Sebbene sia difficile conoscere se uno uomo sia o no virtuoso (replicò Kao-yao), si può nondimeno, esaminandolo da vicino, arrivare a conoscerlo. La virtù non è ideale, ma ha in se stessa della realità: è attiva; e non è virtù se non quando lascia d’essere concentrata in sé medesima. Una persona savia che non fa passi falsi ed un uomo virtuoso sono la stessa cosa.

Vi sono nove maniere per assicurarsi della virtù di un uomo e di riconoscerlo come vero savio.

Una persona che ha sentimenti elevati ed ambiziosi si conterrà difficilmente nei giusti limiti e sovente se ne allontanerà; un savio, al contrario, si conterrà strettamente in quelli della virtù.

Un uomo dolce e compiacente spesso appare stupido: la dolcezza e la compiacenza in un savio fanno concepire un’idea anche più vantaggiosa di lui

Il più delle volte un uomo semplice e timido si lascia trasportare facilmente alla credulità: un savio sta sempre in guardia contro le novità, né si lascia così facilmente persuadere.

Un uomo che abbia delle abilità e dei talenti è ordinariamente presuntuoso e non ha alcun riguardo per gli altri: un savio che è fornito di scienza e di talenti superiori diffida sempre di se medesimo, né ciecamente deferisce all’altrui sentimento.

Un uomo facile ed affabile si lascia ordinariamente trasportare dal cattivo esempio: il savio, all’opposto, è costante ed immobile nel bene.

Un uomo retto e sincero si abbandona talvolta a parole piccanti ed offensive: un savio, che abbia sincerità, nulla mai dice che possa dispiacere, né altro aspira se non alla pace e alla concordia.

Un uomo che si picca di d’una condotta regolata, è sovente minuto: un savio che conserva sempre un serio e grave contegno, non si occupa che di cose utili e sensate.

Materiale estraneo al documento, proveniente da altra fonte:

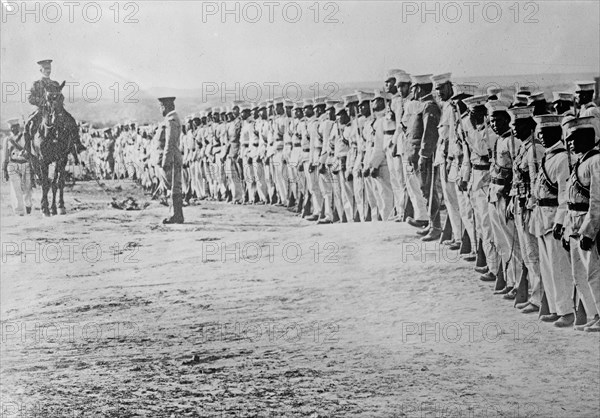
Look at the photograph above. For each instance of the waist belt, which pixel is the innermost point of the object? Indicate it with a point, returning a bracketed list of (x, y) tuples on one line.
[(482, 167), (548, 202), (579, 207)]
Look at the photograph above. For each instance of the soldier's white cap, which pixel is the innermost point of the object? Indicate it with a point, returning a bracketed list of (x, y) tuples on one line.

Un uomo che ha molto spirito e penetrazione suol essere il più delle volte ostinato ed ardito: il vero savio abbandona facilmente il proprio sentimento per seguire quello degli altri, qualora ne conosca la verità.

Un uomo che sia fornito di forza e di coraggio si lascia sovente trasportare dalla sua passione predominante: il savio sa moderare il proprio coraggio con la prudenza  e con la ragione.

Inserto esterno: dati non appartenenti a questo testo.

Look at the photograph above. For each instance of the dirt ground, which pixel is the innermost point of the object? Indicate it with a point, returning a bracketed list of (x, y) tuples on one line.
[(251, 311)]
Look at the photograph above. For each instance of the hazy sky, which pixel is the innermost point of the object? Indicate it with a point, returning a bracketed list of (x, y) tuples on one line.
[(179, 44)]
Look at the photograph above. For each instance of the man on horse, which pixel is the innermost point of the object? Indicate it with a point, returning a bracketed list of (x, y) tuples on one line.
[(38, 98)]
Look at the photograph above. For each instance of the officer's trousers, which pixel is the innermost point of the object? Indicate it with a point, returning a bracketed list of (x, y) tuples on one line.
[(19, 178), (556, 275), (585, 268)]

Finalmente un uomo che non manca in alcuno di questi nove articoli può dirsi un vero savio.

Si può aggiungere che questi nove articoli non riguardano indistintamente ogni sorta di persona.

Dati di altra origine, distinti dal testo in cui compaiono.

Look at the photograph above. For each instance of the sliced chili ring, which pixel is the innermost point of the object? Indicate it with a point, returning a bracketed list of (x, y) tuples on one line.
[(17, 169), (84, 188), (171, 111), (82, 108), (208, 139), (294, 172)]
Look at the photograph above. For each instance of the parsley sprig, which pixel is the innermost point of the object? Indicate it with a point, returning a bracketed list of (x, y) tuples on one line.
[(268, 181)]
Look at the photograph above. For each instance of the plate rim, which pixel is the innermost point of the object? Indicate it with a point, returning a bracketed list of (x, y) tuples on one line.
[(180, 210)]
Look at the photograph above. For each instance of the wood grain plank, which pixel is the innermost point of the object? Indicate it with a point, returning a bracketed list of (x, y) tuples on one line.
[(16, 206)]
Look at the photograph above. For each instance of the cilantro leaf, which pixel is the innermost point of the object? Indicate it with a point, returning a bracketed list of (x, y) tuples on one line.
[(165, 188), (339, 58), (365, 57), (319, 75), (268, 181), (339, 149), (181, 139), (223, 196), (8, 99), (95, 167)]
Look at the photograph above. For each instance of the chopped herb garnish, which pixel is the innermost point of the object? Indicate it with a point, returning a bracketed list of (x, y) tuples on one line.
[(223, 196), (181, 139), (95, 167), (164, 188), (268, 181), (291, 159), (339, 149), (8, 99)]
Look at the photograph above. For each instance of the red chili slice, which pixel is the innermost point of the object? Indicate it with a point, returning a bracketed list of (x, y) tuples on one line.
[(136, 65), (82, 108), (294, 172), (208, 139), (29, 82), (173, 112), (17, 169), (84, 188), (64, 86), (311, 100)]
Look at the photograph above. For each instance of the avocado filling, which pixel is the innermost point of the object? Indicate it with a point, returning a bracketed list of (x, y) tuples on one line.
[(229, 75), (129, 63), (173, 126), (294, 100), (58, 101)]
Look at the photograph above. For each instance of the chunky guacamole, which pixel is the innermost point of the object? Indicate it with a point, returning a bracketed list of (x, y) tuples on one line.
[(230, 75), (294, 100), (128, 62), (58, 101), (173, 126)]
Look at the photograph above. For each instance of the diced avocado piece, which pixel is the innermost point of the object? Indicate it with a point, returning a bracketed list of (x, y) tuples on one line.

Se i Grandi ne praticassero solamente tre e li rinnovassero ogni giorno con perseveranza, sera e mattina, essi potrebbero essere stimati come veri savi.

I Principi ed i Governatori delle province, che hanno i popoli sotto la loro direzione, dovrebbero praticarne sei.

Il Sovrano però deve possederli tutti e nove, perché ad esso è soggetto tutto l’impero.

Essendo uomo non può governare da solo. Non deve dunque istruire coll’esempio e colle parole coloro a cui confida gli impieghi e ordina che facciano le sue veci? Quali devono essere le sue inquietudini, a fronte del gran peso di cui si sente gravato? Non passa mai giorno in cui non sia obbligato a determinare ciò che è bene e ciò che è male; e a decidere la sorte di qualcuno dei suoi sudditi. Se la scelta che egli fa dei suoi Ufficiali non è giudiziosa, se questi non sono forniti della saviezza e della virtù necessaria, i mali che ne derivano forse non ricadono su lui stesso? Deve egli continuamente ricordarsi che il Cielo, il quale lo ha eletto per governare il popolo, non lo ha fatto invano, e non lo ha innalzato sopra tutti gli altri se non perché li istruisca e li indirizzi nell’esercizio della virtù. Se il popolo non è quale deve essere, non sarà forse sua colpa?

Chi sa onorare il Cielo comprende facilmente quanto importi perfezionare se stesso, conoscere l’uomo e rendere felice il popolo.

Il Cielo è infinitamente illuminato; nulla vi è che esso non sappia; tutto il nostro spirito e le nostre cognizioni sono un suo dono. E’ esso giusto e ragionevole, remuneratore  della virtù e punitore del vizio. La giustizia che si trova nel mondo ha nel Cielo la sua origine. Sebbene sia infinita la distanza che corre tra il Cielo e l’uomo, passa tra di essi nondimeno una comunicazione reciproca per mezzo della virtù.

Storia generale della Cina, Tomo II, Siena, 1777, p. 156 e ss.